Check out our Scale-Independent Computing intro video

Show me the Vimeo!

Adventures with cgo: Part 1- The Pointering

A lot of materials have been created to help Go programmers implement Go “best performance practices”. The same can not be said of cgo performance. This is the first post in a series of posts that will discuss cgo performance considerations. Today’s post will focus on calling Go code from another language like C. Let’s get started by looking at a bit of background on our product Wallaroo and why we ended needing to become well-versed in the ways of cgo. Then, for those you who aren’t familiar with what cgo is and how it differs from Go, a quick cgo primer. If you are familiar with Wallaroo, it’s Go API and cgo, feel free to skip ahead to “What’s tricky about calling Go from ‘C’”.

The Wallaroo Go Story

Wallaroo is a distributed stream processor. The first public release was of our Python API in September 2017. Earlier this year, we did a preview release of our new Go API.

Wallaroo is not a pure Go system. The core of Wallaroo is written in Pony. Developers writing Go applications using the Wallaroo Go API implement their logic in Go. Our blog post introducing the Go API has an excellent overview of what a developer is responsible for writing.

“Go applications” that are a hybrid of Go and code written in another language (like Pony or C) aren’t actually “Go applications”. They are “cgo applications.”

What is cgo?

Cgo is like Go, but not quite Go. Cgo allows you to call C code from Go and more importantly for Wallaroo, will enable you to call Go code from any language (like Pony) that supports a C-style FFI.

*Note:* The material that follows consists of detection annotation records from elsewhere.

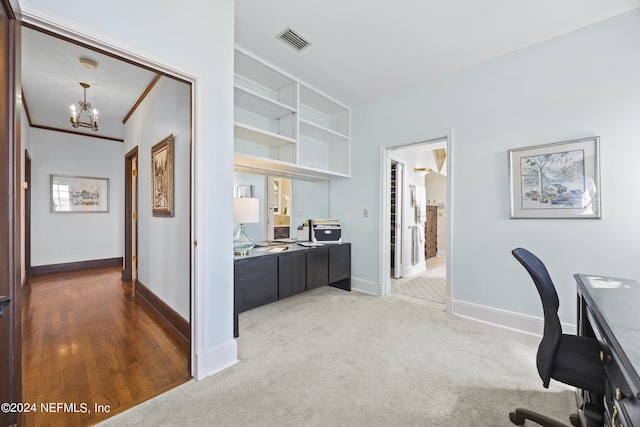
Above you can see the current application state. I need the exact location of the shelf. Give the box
[234,49,297,102]
[300,119,349,143]
[233,122,296,147]
[233,86,296,120]
[234,49,351,180]
[233,152,349,181]
[300,84,350,137]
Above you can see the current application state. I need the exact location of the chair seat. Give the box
[551,334,605,396]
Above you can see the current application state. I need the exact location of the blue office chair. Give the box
[509,248,605,427]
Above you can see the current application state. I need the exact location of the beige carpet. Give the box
[101,287,575,427]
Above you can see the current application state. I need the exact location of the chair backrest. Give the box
[511,248,562,388]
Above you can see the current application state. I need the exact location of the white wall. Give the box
[29,128,124,266]
[20,0,237,378]
[331,10,640,330]
[120,77,191,320]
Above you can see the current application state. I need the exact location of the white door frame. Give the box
[387,158,405,279]
[378,130,454,312]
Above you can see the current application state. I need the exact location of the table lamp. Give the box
[233,197,260,255]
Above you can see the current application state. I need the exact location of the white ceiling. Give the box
[22,28,156,140]
[22,0,640,139]
[235,0,640,106]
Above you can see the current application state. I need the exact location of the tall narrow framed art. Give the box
[509,137,602,218]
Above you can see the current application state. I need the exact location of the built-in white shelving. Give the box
[234,49,351,179]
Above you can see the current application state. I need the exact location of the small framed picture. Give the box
[236,185,253,197]
[49,175,109,213]
[509,137,602,218]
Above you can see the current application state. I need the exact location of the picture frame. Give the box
[236,185,253,197]
[509,136,602,219]
[151,135,174,217]
[49,174,109,213]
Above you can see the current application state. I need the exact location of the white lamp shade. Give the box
[233,197,260,224]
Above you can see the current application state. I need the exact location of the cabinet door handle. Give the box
[600,351,611,363]
[611,405,623,427]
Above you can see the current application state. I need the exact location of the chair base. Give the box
[509,408,582,427]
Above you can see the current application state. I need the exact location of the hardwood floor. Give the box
[22,268,190,426]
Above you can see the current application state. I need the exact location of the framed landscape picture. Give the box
[509,137,602,218]
[151,135,173,216]
[49,174,109,213]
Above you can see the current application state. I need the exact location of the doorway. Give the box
[380,134,452,311]
[389,160,404,279]
[122,146,138,284]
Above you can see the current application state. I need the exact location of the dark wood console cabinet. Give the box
[234,243,351,337]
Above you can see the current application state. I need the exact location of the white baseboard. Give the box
[351,277,382,295]
[196,339,238,380]
[452,300,576,336]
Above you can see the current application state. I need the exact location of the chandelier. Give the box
[69,83,98,131]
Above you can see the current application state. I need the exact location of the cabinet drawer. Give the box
[307,247,329,290]
[329,245,351,283]
[234,256,278,279]
[278,252,306,299]
[234,257,278,313]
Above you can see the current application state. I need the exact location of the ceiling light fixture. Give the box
[78,56,98,70]
[413,168,433,176]
[69,83,98,131]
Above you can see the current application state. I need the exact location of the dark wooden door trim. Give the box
[0,1,22,425]
[24,150,31,277]
[122,146,138,280]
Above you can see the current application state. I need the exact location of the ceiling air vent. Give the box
[276,28,311,52]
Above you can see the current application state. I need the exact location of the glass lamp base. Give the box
[233,224,256,255]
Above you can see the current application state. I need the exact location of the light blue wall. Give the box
[29,128,124,266]
[120,77,191,321]
[21,0,237,378]
[331,10,640,323]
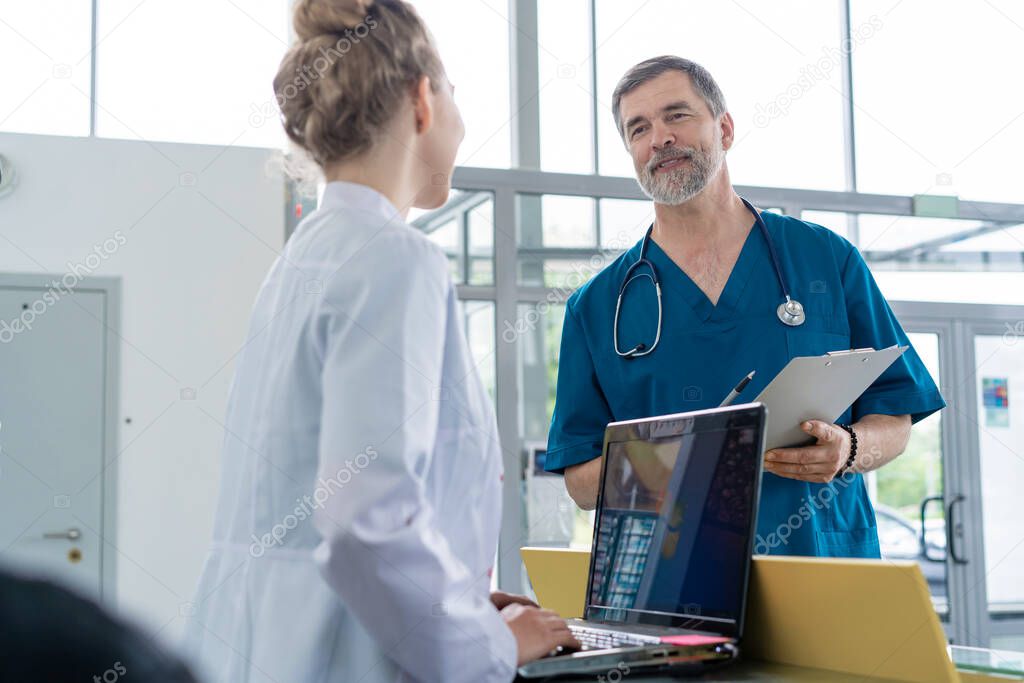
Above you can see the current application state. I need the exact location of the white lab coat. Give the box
[184,182,516,683]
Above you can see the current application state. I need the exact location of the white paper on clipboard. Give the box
[754,346,908,450]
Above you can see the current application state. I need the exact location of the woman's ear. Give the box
[413,76,434,134]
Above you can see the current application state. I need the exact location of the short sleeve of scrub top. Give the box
[545,301,614,474]
[843,243,945,422]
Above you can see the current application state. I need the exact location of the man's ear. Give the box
[413,76,434,133]
[719,112,736,150]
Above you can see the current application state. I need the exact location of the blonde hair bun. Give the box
[293,0,374,41]
[273,0,444,168]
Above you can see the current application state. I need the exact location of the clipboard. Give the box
[754,346,909,451]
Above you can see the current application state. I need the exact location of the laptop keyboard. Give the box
[569,624,662,650]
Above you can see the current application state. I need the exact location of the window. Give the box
[0,0,92,135]
[538,0,594,173]
[410,189,495,286]
[852,0,1024,202]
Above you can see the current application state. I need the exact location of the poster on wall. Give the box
[981,377,1010,427]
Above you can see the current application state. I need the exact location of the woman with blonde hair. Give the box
[186,0,578,683]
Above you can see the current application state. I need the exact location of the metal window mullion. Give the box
[587,0,601,174]
[89,0,99,137]
[494,188,523,593]
[839,0,860,247]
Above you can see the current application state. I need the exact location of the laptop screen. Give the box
[587,405,764,636]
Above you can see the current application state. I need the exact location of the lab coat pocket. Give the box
[815,526,882,558]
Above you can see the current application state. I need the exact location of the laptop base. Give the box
[518,643,739,680]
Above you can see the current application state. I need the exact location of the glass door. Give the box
[865,325,950,635]
[966,321,1024,650]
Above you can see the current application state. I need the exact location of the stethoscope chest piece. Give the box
[775,297,807,328]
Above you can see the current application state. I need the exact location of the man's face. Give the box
[620,71,727,205]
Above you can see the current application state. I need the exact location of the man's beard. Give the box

You have to use cgo rather than Go if:

  • you want to write code in Go and have it called from another language
  • you want to call code written in another language from Go

Cgo isn’t an FFI system. At a surface level it looks like one, but if you approach it expecting it to behave like a C-FFI system that you might have encountered with something like Python, you’ll be in for surprises.

To get started learning more about cgo, I suggest the following resources:

The golang website has a high-level overview of cgo. It’s an excellent intro and covers some gotchas that will be surprising to anyone who tries to treat cgo as an FFI system.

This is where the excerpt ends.